There are distinct differences between CPUs, GPUs, and programmable devices. Understanding these differences is key to efficiently developing applications for each kind of device and achieving optimal acceleration.
Both CPUs and GPUs have pre-defined architectures, with a fixed number of cores, a fixed-instruction set, and a rigid memory architecture. GPUs scale performance through the number of cores and by employing SIMD/SIMT parallelism. In contrast, programmable devices are fully customizable architectures. The developer creates compute units that are optimized for application needs. Performance is achieved by creating deeply pipelined datapaths, rather than multiplying the number of compute units.
Think of a CPU as a group of workshops, with each one employing a very skilled worker. These workers have access to general purpose tools that let them build almost anything. Each worker crafts one item at a time, successively using different tools to turn raw material into finished goods. This sequential transformation process can require many steps, depending on the nature of the task. The workshops are independent, and the workers can all be doing different tasks without distractions or coordination problems.
A GPU also has workshops and workers, but it has considerably more of them, and the workers are much more specialized. They have access to only specific tools and can do fewer things, but they do them very efficiently. GPU workers function best when they do the same few tasks repeatedly, and when all of them are doing the same thing at the same time. After all, with so many different workers, it is more efficient to give them all the same orders.
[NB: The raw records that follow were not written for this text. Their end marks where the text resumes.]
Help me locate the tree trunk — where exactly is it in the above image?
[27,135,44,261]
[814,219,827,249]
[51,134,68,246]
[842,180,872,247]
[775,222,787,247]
Programmable devices take this workshop analogy into the industrial age. If CPUs and GPUs are groups of individual workers taking sequential steps to transform inputs into outputs, programmable devices are factories with assembly lines and conveyer belts. Raw materials are progressively transformed into finished goods by groups of workers dispatched along assembly lines. Each worker performs the same task repeatedly and the partially finished product is transferred from worker to worker on the conveyer belt. This results in a much higher production throughput.
Another major difference with programmable devices is that the factories and assembly lines do not already exist, unlike the workshops and workers in CPUs and GPUs. To refine our analogy, a programmable device would be like a collection of empty lots waiting to be developed. This means that the device developer gets to build factories, assembly lines, and workstations, and then customizes them for the required task instead of using general purpose tools. And just like lot size, device real-estate is not infinite, which limits the number and size of the factories which can be built in the device. Properly architecting and configuring these factories is therefore a critical part of the device programming process.
Traditional software development is about programming functionality on a pre-defined architecture. Programmable device development is about programming an architecture to implement the desired functionality.